In this exercise we use [lysozyme in water](http://www.mdtutorials.com/gmx/lysozyme/index.html) as a model system to demonstrate how to use Jupyter notebook to submit jobs and analyze results.

First, go to the ``gromacs_job`` folder

In [None]:
%cd gromacs_job

and check that the input files (.mdp, .top and .gro) are in the folder

In [None]:
%ls

Then, use the ``%%sbatch`` cell magic to submit a GROMACS job

In [None]:
%%sbatch
#!/bin/bash -l
#SBATCH -A 20XX-YY-ZZ
#SBATCH -N 1
#SBATCH -t 00:05:00
#SBATCH -J gromacs
module load gromacs/2018.3
gmx_seq grompp -f npt.mdp -c start.gro -p topol.top
gmx_seq mdrun -s topol.tpr -deffnm npt

Monitor your job with the ``%squeue`` line magic

In [None]:
%squeue -u username

As the simulation goes on, the output files will be constantly updated. You can start to analyze the output files and monitor the progress of the simulation.

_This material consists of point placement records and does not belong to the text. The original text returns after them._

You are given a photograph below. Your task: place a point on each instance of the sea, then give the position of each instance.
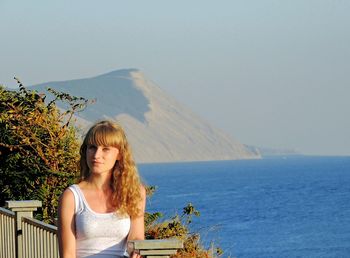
(291, 206)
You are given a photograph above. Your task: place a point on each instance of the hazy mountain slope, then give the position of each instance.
(158, 128)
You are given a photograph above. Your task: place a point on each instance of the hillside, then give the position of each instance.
(158, 127)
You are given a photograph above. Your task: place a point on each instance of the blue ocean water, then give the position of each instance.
(277, 207)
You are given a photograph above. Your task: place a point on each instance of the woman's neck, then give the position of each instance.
(100, 182)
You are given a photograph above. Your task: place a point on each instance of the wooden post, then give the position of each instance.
(21, 209)
(155, 248)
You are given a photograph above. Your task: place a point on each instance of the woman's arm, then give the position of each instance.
(137, 229)
(66, 225)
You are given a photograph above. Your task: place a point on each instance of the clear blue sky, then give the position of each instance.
(269, 73)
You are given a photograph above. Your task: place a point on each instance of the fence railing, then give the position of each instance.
(21, 236)
(7, 234)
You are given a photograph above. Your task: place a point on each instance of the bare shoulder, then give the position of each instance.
(143, 191)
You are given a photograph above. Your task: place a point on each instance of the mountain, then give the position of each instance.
(159, 129)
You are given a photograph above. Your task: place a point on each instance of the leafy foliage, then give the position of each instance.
(178, 227)
(39, 159)
(38, 147)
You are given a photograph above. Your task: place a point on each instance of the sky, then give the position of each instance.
(269, 73)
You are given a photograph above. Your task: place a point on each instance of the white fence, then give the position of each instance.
(21, 236)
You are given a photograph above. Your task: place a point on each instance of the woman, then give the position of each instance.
(106, 208)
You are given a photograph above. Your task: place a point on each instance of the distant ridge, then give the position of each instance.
(159, 129)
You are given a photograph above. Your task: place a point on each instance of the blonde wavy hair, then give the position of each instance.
(126, 182)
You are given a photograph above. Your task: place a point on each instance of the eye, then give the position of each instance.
(91, 147)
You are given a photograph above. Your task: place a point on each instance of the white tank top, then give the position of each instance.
(98, 235)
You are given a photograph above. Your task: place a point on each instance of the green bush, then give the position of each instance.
(38, 147)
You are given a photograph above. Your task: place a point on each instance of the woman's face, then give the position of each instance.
(101, 159)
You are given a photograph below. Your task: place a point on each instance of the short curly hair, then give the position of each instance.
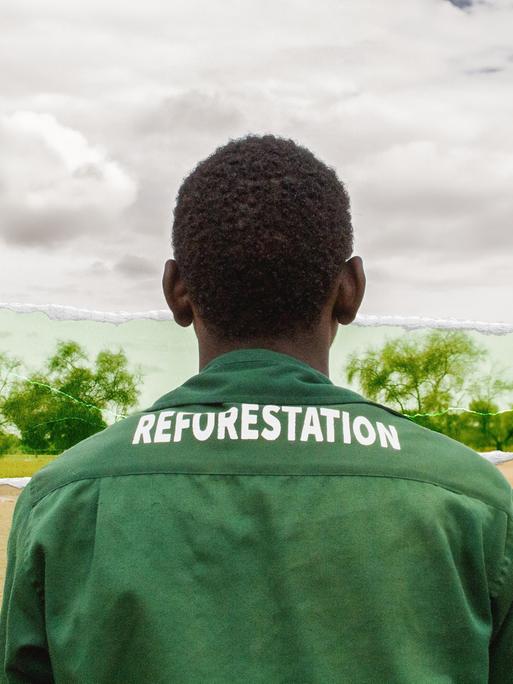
(261, 229)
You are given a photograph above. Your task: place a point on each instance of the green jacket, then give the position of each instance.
(261, 524)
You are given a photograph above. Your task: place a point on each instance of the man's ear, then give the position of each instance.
(351, 290)
(176, 294)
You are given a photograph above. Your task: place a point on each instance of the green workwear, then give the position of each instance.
(261, 524)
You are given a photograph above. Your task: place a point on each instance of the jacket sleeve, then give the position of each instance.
(24, 653)
(501, 643)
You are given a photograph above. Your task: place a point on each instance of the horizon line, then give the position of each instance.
(64, 312)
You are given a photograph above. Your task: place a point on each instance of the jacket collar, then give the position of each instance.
(259, 376)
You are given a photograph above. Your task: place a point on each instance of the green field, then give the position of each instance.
(22, 465)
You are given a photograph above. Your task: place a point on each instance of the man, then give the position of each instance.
(259, 523)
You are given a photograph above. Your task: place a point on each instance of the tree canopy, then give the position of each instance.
(427, 376)
(70, 399)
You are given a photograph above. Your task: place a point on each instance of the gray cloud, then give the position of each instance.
(131, 265)
(136, 96)
(192, 110)
(462, 4)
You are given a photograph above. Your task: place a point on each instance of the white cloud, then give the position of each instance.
(52, 180)
(412, 104)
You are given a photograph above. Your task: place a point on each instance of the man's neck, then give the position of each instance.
(310, 349)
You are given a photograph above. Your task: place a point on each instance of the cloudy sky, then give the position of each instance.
(106, 106)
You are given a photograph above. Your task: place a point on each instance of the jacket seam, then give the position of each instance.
(498, 583)
(244, 474)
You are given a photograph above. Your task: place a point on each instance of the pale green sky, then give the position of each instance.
(167, 353)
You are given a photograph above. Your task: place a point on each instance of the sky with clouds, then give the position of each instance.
(106, 106)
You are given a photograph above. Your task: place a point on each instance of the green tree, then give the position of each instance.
(489, 427)
(68, 401)
(425, 374)
(9, 442)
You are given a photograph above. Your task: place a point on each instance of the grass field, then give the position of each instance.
(22, 465)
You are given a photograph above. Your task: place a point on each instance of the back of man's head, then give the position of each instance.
(261, 231)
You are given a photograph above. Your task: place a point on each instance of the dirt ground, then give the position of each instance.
(8, 496)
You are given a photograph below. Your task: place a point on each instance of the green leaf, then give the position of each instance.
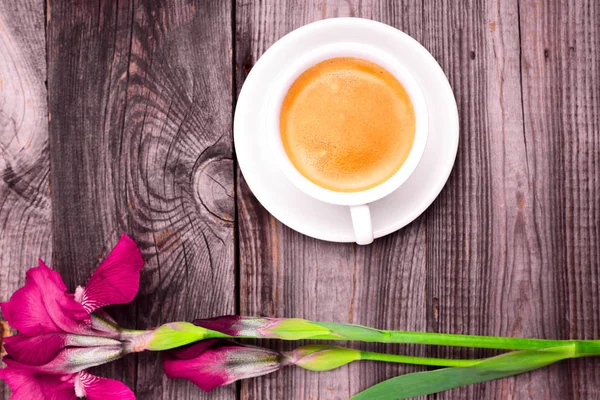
(509, 364)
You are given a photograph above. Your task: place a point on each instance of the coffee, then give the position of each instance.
(347, 124)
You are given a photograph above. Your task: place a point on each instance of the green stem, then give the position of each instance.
(394, 358)
(587, 347)
(363, 333)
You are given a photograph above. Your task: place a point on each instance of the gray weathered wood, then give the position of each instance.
(561, 92)
(487, 274)
(25, 212)
(140, 103)
(283, 273)
(493, 246)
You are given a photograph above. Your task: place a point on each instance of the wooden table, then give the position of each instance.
(116, 116)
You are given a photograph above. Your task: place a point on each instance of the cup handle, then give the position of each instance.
(361, 221)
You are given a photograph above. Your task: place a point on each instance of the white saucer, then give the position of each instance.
(332, 222)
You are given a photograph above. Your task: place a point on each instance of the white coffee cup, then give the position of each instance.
(358, 202)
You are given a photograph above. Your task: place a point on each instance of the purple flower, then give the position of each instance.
(28, 384)
(212, 363)
(44, 306)
(62, 334)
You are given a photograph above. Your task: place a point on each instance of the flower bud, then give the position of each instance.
(321, 357)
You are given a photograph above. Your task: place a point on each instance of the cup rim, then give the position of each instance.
(279, 89)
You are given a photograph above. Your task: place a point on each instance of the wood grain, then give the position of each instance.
(140, 103)
(140, 98)
(492, 250)
(561, 91)
(25, 206)
(283, 273)
(487, 272)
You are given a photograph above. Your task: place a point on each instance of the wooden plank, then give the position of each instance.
(283, 273)
(489, 269)
(561, 89)
(25, 206)
(140, 102)
(494, 262)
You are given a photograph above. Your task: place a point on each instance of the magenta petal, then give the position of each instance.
(95, 388)
(117, 279)
(37, 350)
(27, 385)
(72, 359)
(43, 306)
(193, 350)
(221, 363)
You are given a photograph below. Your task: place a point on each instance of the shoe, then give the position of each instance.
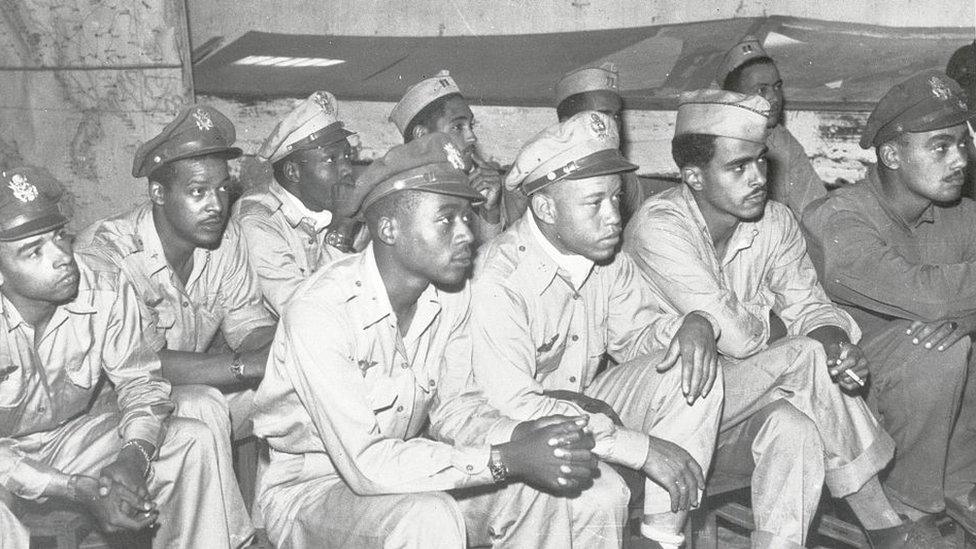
(920, 534)
(964, 513)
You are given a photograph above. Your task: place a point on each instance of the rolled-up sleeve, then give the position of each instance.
(272, 258)
(662, 244)
(863, 269)
(504, 365)
(131, 364)
(334, 393)
(240, 291)
(801, 302)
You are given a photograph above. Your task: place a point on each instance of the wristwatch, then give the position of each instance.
(499, 472)
(237, 367)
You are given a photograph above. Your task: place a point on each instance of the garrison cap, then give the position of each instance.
(722, 113)
(928, 100)
(585, 145)
(431, 163)
(420, 95)
(604, 77)
(749, 48)
(198, 130)
(313, 123)
(29, 206)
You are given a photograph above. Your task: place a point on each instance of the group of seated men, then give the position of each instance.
(442, 353)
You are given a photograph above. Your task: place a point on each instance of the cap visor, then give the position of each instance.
(608, 166)
(950, 119)
(35, 227)
(461, 190)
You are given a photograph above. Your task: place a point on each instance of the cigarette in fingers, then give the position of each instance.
(854, 377)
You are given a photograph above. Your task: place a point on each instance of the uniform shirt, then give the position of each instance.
(765, 268)
(221, 293)
(347, 392)
(882, 267)
(285, 241)
(534, 329)
(791, 177)
(44, 387)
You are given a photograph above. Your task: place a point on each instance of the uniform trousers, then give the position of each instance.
(918, 395)
(196, 507)
(304, 511)
(785, 443)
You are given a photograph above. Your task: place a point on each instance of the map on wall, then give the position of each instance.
(84, 82)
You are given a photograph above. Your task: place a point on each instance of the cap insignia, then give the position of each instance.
(23, 190)
(939, 88)
(204, 123)
(454, 156)
(597, 126)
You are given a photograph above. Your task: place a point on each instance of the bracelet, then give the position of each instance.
(237, 367)
(145, 474)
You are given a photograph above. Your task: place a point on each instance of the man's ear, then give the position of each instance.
(544, 207)
(291, 171)
(692, 176)
(157, 193)
(889, 155)
(387, 230)
(419, 131)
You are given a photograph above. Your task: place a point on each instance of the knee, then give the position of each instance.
(609, 495)
(202, 402)
(433, 515)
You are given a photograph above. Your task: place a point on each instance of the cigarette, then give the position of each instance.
(856, 378)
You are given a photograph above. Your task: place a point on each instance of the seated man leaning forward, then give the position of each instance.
(899, 253)
(66, 325)
(552, 297)
(289, 224)
(717, 244)
(190, 270)
(374, 352)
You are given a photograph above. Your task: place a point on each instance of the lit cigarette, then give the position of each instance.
(850, 373)
(857, 379)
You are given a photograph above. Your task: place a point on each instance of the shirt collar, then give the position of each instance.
(295, 211)
(576, 267)
(874, 184)
(742, 238)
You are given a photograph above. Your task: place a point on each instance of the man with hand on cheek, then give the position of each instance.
(377, 436)
(552, 297)
(436, 105)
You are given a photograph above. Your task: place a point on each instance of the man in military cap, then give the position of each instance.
(718, 245)
(748, 69)
(598, 89)
(345, 415)
(898, 254)
(190, 269)
(436, 105)
(67, 324)
(552, 297)
(290, 225)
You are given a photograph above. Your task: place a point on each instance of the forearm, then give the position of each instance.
(190, 368)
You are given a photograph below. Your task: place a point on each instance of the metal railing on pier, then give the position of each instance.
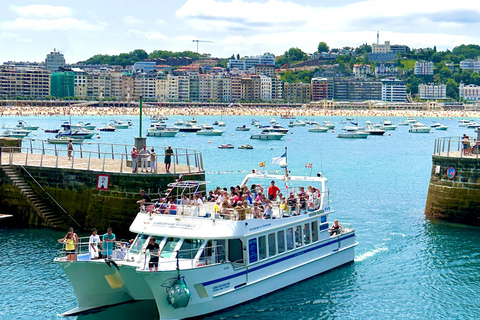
(99, 157)
(456, 147)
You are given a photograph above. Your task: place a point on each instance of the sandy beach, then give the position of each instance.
(22, 111)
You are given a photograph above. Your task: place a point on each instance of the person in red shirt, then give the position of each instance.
(273, 191)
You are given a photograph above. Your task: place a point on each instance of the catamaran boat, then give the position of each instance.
(159, 131)
(23, 125)
(418, 127)
(268, 134)
(211, 259)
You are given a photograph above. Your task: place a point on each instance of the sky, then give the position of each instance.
(29, 30)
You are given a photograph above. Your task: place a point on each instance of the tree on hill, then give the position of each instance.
(323, 47)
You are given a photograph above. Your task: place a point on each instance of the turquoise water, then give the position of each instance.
(405, 266)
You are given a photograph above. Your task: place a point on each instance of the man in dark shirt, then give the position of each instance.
(154, 251)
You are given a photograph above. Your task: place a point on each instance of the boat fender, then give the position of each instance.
(178, 295)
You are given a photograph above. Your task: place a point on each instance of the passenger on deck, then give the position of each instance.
(336, 228)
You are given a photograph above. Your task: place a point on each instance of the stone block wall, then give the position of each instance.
(456, 199)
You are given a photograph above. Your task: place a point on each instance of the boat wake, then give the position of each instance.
(369, 254)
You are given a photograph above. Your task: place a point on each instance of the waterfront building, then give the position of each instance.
(143, 66)
(423, 68)
(394, 90)
(362, 70)
(469, 92)
(432, 91)
(319, 87)
(24, 82)
(386, 70)
(62, 84)
(470, 64)
(54, 61)
(297, 92)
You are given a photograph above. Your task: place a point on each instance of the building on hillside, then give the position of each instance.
(423, 68)
(362, 70)
(432, 91)
(469, 92)
(319, 87)
(297, 92)
(62, 84)
(54, 61)
(24, 82)
(394, 90)
(386, 70)
(470, 64)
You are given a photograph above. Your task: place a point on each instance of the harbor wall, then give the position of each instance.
(457, 198)
(76, 191)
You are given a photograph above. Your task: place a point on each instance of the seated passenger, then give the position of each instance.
(336, 228)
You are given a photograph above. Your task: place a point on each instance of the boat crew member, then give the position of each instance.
(109, 239)
(168, 158)
(273, 191)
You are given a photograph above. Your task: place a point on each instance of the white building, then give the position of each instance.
(432, 91)
(469, 92)
(423, 68)
(394, 90)
(54, 61)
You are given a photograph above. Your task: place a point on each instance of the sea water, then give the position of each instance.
(405, 266)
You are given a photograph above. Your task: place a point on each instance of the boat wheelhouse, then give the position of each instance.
(211, 259)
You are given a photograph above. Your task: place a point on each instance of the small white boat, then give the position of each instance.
(65, 140)
(418, 127)
(268, 134)
(243, 128)
(318, 128)
(23, 125)
(162, 132)
(210, 132)
(353, 135)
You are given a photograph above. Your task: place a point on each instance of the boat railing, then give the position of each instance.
(97, 157)
(454, 147)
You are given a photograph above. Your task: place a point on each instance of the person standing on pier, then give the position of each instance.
(134, 154)
(70, 149)
(168, 158)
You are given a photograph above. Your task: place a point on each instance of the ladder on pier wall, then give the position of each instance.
(43, 210)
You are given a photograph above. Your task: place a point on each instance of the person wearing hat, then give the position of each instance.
(168, 158)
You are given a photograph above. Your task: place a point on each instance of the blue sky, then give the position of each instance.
(79, 29)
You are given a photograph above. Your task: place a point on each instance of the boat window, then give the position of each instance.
(139, 242)
(306, 233)
(289, 239)
(272, 247)
(169, 246)
(314, 231)
(262, 247)
(235, 250)
(298, 236)
(281, 241)
(189, 248)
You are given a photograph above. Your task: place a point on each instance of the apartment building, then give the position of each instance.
(394, 90)
(432, 91)
(423, 68)
(24, 82)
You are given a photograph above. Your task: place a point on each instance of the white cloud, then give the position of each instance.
(131, 20)
(42, 11)
(148, 35)
(50, 24)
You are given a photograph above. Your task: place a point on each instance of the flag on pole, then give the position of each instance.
(280, 160)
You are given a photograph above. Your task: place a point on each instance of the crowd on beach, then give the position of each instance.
(21, 111)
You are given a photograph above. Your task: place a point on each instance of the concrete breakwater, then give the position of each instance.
(62, 192)
(454, 189)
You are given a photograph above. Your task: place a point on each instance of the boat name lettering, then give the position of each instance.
(221, 286)
(259, 227)
(180, 225)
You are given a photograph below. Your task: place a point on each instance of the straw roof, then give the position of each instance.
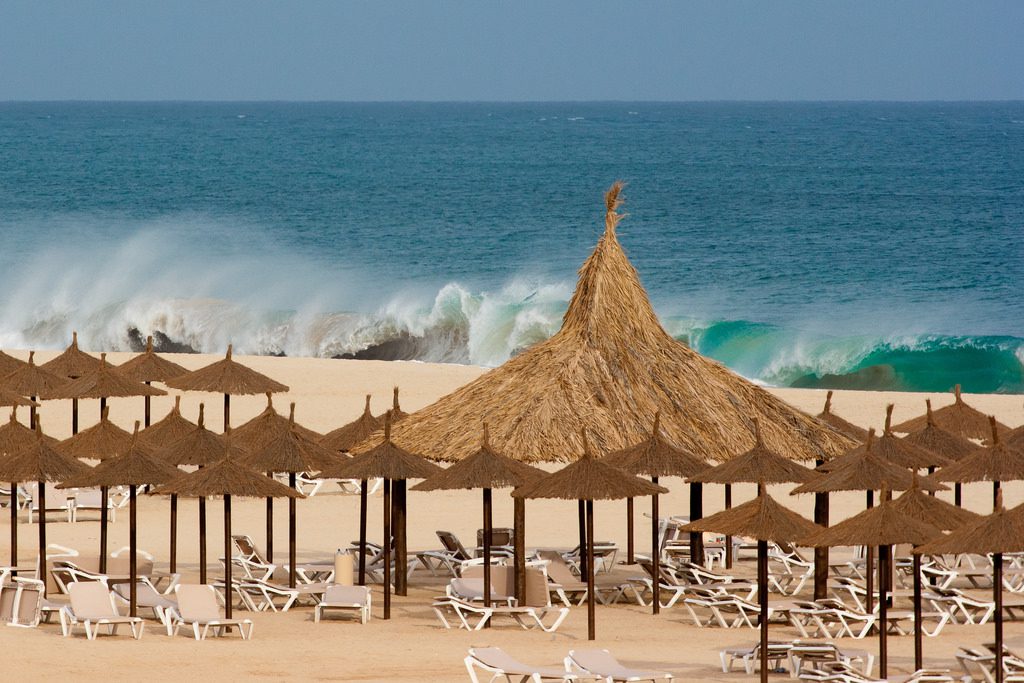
(40, 462)
(103, 382)
(136, 466)
(102, 440)
(226, 376)
(345, 437)
(656, 457)
(384, 460)
(839, 424)
(606, 371)
(995, 463)
(484, 469)
(147, 367)
(935, 438)
(588, 479)
(759, 465)
(171, 428)
(958, 419)
(33, 380)
(763, 518)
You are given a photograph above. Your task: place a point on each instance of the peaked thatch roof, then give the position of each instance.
(484, 469)
(761, 518)
(226, 376)
(345, 437)
(609, 368)
(958, 418)
(656, 457)
(147, 367)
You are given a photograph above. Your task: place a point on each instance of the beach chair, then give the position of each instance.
(353, 599)
(198, 606)
(92, 605)
(602, 664)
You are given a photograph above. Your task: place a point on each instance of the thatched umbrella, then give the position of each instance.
(839, 424)
(42, 463)
(291, 452)
(35, 381)
(226, 377)
(1001, 531)
(935, 438)
(389, 463)
(133, 467)
(882, 527)
(958, 418)
(589, 479)
(226, 477)
(765, 520)
(486, 469)
(72, 364)
(146, 368)
(606, 371)
(995, 463)
(655, 457)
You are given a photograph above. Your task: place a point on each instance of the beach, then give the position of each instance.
(413, 645)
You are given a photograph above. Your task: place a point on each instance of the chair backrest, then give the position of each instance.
(90, 599)
(197, 602)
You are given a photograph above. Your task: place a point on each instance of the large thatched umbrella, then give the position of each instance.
(42, 463)
(881, 527)
(655, 457)
(957, 418)
(291, 452)
(589, 479)
(226, 377)
(606, 371)
(72, 364)
(486, 469)
(226, 477)
(146, 368)
(133, 467)
(389, 463)
(765, 520)
(998, 532)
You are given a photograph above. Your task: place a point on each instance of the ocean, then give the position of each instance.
(872, 246)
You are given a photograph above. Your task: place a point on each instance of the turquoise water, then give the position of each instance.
(849, 245)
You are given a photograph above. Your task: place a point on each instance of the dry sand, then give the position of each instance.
(413, 645)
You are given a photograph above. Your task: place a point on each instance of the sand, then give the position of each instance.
(413, 645)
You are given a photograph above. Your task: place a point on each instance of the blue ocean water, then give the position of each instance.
(848, 245)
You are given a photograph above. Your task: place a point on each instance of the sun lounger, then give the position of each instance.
(345, 598)
(92, 605)
(198, 606)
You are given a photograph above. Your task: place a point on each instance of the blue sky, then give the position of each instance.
(527, 50)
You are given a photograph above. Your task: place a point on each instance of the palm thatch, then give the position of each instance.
(484, 469)
(40, 462)
(759, 465)
(588, 479)
(655, 457)
(762, 518)
(958, 419)
(609, 368)
(168, 430)
(839, 424)
(385, 460)
(226, 376)
(102, 440)
(147, 367)
(344, 438)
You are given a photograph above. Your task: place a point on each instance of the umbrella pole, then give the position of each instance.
(291, 532)
(363, 532)
(763, 605)
(591, 601)
(655, 555)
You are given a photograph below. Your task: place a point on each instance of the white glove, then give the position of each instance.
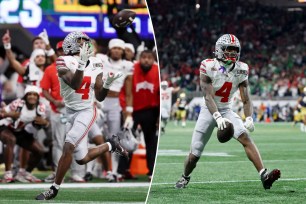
(249, 124)
(111, 77)
(128, 123)
(141, 47)
(220, 120)
(44, 36)
(84, 56)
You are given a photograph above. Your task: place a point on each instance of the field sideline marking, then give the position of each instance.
(225, 162)
(234, 181)
(75, 185)
(91, 202)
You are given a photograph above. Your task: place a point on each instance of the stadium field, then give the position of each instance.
(98, 191)
(225, 175)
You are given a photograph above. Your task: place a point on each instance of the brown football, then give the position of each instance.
(226, 134)
(124, 18)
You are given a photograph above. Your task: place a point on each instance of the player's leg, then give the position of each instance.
(251, 150)
(9, 140)
(201, 134)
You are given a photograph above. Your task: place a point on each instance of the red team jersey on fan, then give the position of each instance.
(145, 88)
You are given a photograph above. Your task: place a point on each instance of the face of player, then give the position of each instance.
(39, 44)
(32, 98)
(116, 53)
(40, 60)
(129, 55)
(146, 61)
(231, 53)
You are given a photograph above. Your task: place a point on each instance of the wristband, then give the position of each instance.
(216, 115)
(50, 52)
(129, 109)
(7, 46)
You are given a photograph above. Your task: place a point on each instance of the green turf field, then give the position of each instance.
(123, 192)
(225, 175)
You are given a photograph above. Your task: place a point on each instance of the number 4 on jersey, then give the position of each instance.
(84, 89)
(224, 91)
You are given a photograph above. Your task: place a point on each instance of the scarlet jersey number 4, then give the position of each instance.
(224, 91)
(84, 89)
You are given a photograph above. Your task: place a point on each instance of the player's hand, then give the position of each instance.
(111, 77)
(85, 53)
(128, 123)
(44, 36)
(59, 104)
(249, 125)
(6, 39)
(221, 122)
(40, 121)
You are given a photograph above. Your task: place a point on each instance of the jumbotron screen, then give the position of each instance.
(60, 17)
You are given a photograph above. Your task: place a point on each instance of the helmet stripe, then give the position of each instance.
(232, 38)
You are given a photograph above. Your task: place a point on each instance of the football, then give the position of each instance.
(124, 18)
(226, 134)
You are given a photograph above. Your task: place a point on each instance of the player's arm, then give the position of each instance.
(72, 80)
(208, 92)
(100, 91)
(101, 87)
(6, 39)
(245, 98)
(247, 105)
(129, 95)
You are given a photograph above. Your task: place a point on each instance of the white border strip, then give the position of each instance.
(75, 185)
(233, 181)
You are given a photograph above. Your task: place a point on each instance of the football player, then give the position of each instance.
(80, 77)
(114, 62)
(220, 78)
(18, 122)
(300, 110)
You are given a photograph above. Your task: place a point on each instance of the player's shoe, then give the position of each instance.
(182, 183)
(48, 194)
(50, 178)
(76, 178)
(116, 146)
(88, 176)
(268, 178)
(111, 177)
(8, 177)
(31, 178)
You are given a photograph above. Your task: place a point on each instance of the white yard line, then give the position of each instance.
(75, 185)
(228, 162)
(233, 181)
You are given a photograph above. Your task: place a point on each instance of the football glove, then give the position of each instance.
(111, 77)
(85, 53)
(249, 125)
(128, 123)
(220, 120)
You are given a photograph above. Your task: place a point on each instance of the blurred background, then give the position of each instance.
(273, 39)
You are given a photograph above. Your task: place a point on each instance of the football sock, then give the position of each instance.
(109, 146)
(56, 186)
(261, 171)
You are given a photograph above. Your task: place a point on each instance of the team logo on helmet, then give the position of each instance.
(228, 48)
(71, 43)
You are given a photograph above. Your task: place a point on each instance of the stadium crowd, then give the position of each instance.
(272, 39)
(22, 79)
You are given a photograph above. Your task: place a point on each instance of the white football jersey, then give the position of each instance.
(83, 97)
(109, 65)
(26, 116)
(224, 82)
(166, 98)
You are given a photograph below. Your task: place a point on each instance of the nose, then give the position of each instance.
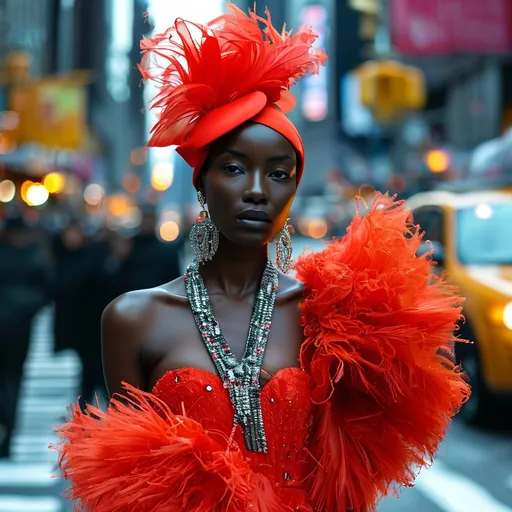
(255, 190)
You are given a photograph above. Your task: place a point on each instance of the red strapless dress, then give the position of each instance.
(369, 404)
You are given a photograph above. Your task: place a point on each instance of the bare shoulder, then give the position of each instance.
(290, 289)
(132, 307)
(131, 325)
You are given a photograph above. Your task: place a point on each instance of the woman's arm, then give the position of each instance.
(378, 326)
(122, 333)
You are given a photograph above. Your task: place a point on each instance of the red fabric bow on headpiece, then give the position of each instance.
(215, 77)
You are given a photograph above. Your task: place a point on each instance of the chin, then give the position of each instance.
(247, 237)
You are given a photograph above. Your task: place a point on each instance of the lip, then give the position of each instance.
(254, 217)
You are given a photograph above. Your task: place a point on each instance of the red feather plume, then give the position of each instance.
(139, 456)
(201, 67)
(378, 326)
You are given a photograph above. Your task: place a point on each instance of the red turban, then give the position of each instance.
(213, 78)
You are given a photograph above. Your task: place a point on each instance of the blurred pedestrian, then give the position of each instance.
(24, 283)
(78, 293)
(150, 262)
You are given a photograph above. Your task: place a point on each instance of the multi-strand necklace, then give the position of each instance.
(241, 378)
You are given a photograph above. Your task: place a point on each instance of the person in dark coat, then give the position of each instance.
(78, 296)
(150, 262)
(24, 283)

Gromacs has many utility programs for extracting information from the binary output files, and to run it we need to load the Gromacs module and call the `gmx_seq energy` program for each property we wish to analyze. We use the %%bash magic to let Jupyter run these as a shell script:

In [None]:
%%bash

module load gromacs/2018.3
echo "Temperature" | gmx_seq energy -f npt.edr -o temperature.xvg
echo "Density" | gmx_seq energy -f npt.edr -o density.xvg
echo "Pressure" | gmx_seq energy -f npt.edr -o pressure.xvg

Let's define a function to extract data from the processed Gromacs xvg files

In [None]:
def get_prop(prop):
    """Extract system property (Temperature, Pressure, Potential, or Density)
    from a GROMACS xvg file. Returns lists of time and property."""

    x = []
    y = []

    f_prop = open("%s.xvg" % prop, 'r')
    for line in f_prop:
        if line[0] == '#' or line[0] == '@':
            continue
        content = line.split()
        x.append(float(content[0]))
        y.append(float(content[1]))
    f_prop.close()

    return x,y

Now import matplotlib and specify how plots should be displayed in the notebook:

In [None]:
import matplotlib.pyplot as plt
%matplotlib inline

and examine the evolution of density with respect to simulation time

In [None]:
time,dens = get_prop("density")
plt.plot(time,dens)

Note that the default unit is kg/m<sup>3</sup> for density and ps for simulationt time. You may improve the plot by adding ``xlabel``, ``ylabel``, etc.

In [None]:
plt.xlabel('Simulation time [ps]')
plt.ylabel('Density [kg/m$^3$]')
plt.plot(time,dens)

We can also examine the evolution of pressure with respect to time

In [None]:
time,pres = get_prop("pressure")
plt.plot(time,pres)

Also look at the correlation between density and pressure

In [None]:
plt.plot(dens,pres[:len(dens)],'b+')

<a id='exercise21'></a>

### <font color="red"> Exercise 2.1

In this exercise, you will compile the hello-world MPI code, submit a batch job and have a look at the output. 

Try to do all the steps below from within this notebook:

1. Start by creating a new directory called `hello-world` under the `jupyter-notebook` directory (you may need `%cd ..` first), and `cd` into it.
2. Copy-paste the hello-world MPI code in C from [the HPC-Intro lesson](https://pdc-support.github.io/hpc-intro/08-compiling/#mpi-parallelized-code) into a code cell (**don't execute it yet**).
3. Add the `%%writefile hello_mpi.c` cell magic command at the top of the cell, and execute it.
4. Check that you have indeed created the file in the right directory (`%pwd` and `%ls` are your friends).
5. Compile the code using `mpicc -o hello_mpi hello_mpi.c`. Check that the executable has been created.
6. Write a new batch script in a cell (or copy-paste the cell from the [Gromacs section above](#GROMACS-as-an-example) using `c` and `v`). It should: 
    - request 1 node for 5 minutes using the edu18.prace allocation
    - load the `gcc/7.2.0` and `openmpi/3.0-gcc-7.2` modules 
    - execute your executable using `mpirun -n 24 ./hello_mpi > hello.out`
7. Submit the job using the `%%sbatch` magic, monitor the job using `squeue -u <username>` and inspect the output file.